The Cusanus Game
In the tradition of Stanislaw Lem and Philip K. Dick, a novel of future disaster in Europe by the grand master of German science fiction
Biologist Domenica Ligrina fears her planet is dying. She might be right.
An atomic disaster in Germany has contaminated Northern Europe with radioactivity. Economic and political calamities are destroying the whole planet. Human DNA is mutating, plant species are going extinct, and scientists are feverishly working on possible solutions. It becomes increasingly apparent that the key to future salvation lies in the past.
In 2052 a secret research facility in the Vatican is recruiting scientists for a mission to restore the flora of the irradiated territories. The institute claims to have time travel.
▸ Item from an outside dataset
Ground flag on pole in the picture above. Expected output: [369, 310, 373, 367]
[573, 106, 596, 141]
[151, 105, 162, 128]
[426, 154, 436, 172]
When Domenica’s sometime-lover tells her that he knows her future but that she must decide her own fate, she enlists despite his ambiguous warning.
The Middle Ages hold Domenica spellbound. She immerses herself in the mysteries, puzzles, and peculiarities of a culture foreign to her, though she risks changing the past with effects far more disastrous than radiation poisoning. Perhaps there is more than one Domenica, and more than one catastrophe.
“An extraordinarily ambitious novel combining the best of the thriller,
the historical novel, and detailed science fiction… Outstanding.” — L. E. Modesitt, Jr., New York Times bestselling author of The Imager Portfolio
“An epic that combines the cerebral satisfactions of Umberto Eco’s The Name of the Rose with a ripping, gripping, time-tripping vision of a near-future apocalypse.” — James Morrow, editor of the SFWA European Hall of Fame
“I recommend Jeschke because we need to see science fiction as a world
literature, and he is one of its first rank practitioners.” — Gregory Benford, New York Times bestselling coauthor of Bowl of Heaven
Wolfgang Jeschke
Wolfgang Jeschke (born 1936 in Czechoslovakia, died 10th of June in 2015) is a German science fiction author. He lived in Munich.